Hi @sharan21. Your understanding is correct. We acknowledge this conversion is confusing and are planning to remove it in the next major version, given repeating feedbacks. To give you some context, this conversion was added way back then where the primary model input was tabular data for the sake of efficient data casting. However, this assumption is no longer true and adding unnecessary overhead and complexity.

For the time being, you need to add a check in your predict method to convert the dataframe back to a list of scalars:

    def predict(self, context, model_input, params: Optional[Dict[str, Any]] = None):
        if isinstance(model_input, pd.DataFrame):
            inputs = model_input.to_dict(orient="records")

cc: @serena-ruan

sharan21 commented 3 months ago

I see. So in the future we will simply remove enforcing the schema via _enforce_schema and remove this function completely? My understanding is that the behaviour will be something like:

Assuming this is True, I think it makes sense to stop the enforcing/converting from one dtype to another and instead validate that the input matches the schema.
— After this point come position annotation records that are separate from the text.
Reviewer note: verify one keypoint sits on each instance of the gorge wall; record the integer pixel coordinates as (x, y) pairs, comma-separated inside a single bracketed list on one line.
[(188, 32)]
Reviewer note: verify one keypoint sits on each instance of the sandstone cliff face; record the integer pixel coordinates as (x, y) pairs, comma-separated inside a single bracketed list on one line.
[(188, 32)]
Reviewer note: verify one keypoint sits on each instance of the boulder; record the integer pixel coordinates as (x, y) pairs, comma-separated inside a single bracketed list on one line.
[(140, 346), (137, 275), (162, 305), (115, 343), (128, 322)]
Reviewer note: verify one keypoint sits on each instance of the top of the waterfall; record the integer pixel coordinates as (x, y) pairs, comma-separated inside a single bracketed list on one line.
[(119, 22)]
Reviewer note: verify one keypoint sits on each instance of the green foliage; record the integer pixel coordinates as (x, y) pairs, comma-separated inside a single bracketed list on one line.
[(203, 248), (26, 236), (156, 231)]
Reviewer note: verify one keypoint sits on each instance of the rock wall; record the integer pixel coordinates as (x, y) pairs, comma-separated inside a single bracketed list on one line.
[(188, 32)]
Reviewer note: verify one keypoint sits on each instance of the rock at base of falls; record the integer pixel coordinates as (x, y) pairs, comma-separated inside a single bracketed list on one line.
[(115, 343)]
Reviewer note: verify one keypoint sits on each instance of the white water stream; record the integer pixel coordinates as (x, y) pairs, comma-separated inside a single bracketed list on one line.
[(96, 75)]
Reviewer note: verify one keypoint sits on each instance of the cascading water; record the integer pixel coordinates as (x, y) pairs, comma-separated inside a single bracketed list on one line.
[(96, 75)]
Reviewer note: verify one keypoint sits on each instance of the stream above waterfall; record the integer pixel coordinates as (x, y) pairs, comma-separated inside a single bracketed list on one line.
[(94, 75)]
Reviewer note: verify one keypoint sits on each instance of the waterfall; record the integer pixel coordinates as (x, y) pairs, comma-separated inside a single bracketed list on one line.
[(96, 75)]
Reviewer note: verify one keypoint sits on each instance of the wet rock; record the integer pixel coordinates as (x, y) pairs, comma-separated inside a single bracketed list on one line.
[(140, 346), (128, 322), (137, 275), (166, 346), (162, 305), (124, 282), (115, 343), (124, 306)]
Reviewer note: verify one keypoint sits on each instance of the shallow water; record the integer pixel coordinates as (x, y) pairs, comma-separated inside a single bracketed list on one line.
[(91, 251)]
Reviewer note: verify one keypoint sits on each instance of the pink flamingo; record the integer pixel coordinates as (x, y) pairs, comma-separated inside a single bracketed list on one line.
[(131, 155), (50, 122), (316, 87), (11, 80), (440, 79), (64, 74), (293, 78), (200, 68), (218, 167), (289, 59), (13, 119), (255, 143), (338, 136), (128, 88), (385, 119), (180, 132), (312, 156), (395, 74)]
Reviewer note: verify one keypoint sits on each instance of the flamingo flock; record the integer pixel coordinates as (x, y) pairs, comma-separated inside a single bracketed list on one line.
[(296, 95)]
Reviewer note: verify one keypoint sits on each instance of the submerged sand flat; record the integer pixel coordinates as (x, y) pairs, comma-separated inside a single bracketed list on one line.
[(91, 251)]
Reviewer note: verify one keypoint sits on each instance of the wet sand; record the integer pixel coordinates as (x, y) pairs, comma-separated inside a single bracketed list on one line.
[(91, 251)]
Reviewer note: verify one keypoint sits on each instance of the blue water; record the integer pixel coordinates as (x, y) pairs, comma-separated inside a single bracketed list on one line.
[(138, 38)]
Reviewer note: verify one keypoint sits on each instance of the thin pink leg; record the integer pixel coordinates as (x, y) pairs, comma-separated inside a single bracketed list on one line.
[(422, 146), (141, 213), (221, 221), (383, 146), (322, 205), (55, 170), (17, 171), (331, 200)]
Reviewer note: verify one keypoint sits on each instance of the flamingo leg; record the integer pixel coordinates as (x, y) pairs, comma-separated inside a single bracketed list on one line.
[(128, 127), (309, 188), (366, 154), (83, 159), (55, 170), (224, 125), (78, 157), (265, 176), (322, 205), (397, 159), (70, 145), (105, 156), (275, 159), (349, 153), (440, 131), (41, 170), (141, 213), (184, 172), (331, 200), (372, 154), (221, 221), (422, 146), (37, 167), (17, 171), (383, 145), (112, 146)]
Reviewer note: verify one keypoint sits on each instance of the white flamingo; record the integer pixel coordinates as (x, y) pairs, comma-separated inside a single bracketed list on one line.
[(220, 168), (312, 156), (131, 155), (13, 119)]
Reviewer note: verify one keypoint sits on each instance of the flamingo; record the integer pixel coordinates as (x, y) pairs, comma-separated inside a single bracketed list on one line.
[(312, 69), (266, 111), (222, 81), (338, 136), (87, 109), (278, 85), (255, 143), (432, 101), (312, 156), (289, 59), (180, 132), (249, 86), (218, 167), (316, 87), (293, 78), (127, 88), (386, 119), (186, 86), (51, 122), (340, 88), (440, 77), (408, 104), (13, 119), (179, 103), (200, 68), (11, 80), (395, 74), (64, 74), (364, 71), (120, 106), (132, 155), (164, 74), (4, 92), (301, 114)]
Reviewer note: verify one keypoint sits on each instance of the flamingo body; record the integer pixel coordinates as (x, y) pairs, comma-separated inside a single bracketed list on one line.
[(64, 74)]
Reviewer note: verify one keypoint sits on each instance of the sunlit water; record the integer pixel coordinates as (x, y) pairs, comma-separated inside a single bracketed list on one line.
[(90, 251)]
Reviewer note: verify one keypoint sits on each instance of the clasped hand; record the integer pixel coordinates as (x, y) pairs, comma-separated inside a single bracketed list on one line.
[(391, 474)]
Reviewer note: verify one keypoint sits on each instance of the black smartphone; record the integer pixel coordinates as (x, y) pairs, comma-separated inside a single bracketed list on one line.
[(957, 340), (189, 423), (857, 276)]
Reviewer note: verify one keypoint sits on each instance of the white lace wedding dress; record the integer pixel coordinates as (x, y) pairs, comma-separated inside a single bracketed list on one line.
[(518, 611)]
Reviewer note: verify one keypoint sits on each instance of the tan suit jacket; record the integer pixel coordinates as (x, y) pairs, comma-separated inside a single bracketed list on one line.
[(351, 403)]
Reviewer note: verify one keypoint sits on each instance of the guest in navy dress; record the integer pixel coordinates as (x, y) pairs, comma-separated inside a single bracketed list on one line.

Also, I will be able to contribute to this and would certainly like to do so as I plan to frequently contribute and engage in the future.

sharan21 commented 3 months ago

Also just to continue and validate my understanding, the only input conversion that will be happening is in a function like parse_tf_serving_input here: https://github.com/mlflow/mlflow/blob/master/mlflow/utils/proto_json_utils.py#L536

During inference, the json string is converted into the model input according to the input schema with the help of this function. And then will be passed to model.predict after which no more conversion will occur inside mlflow.pyfunc functions.

github-actions[bot] commented 3 months ago

@mlflow/mlflow-team Please assign a maintainer and start triaging this issue.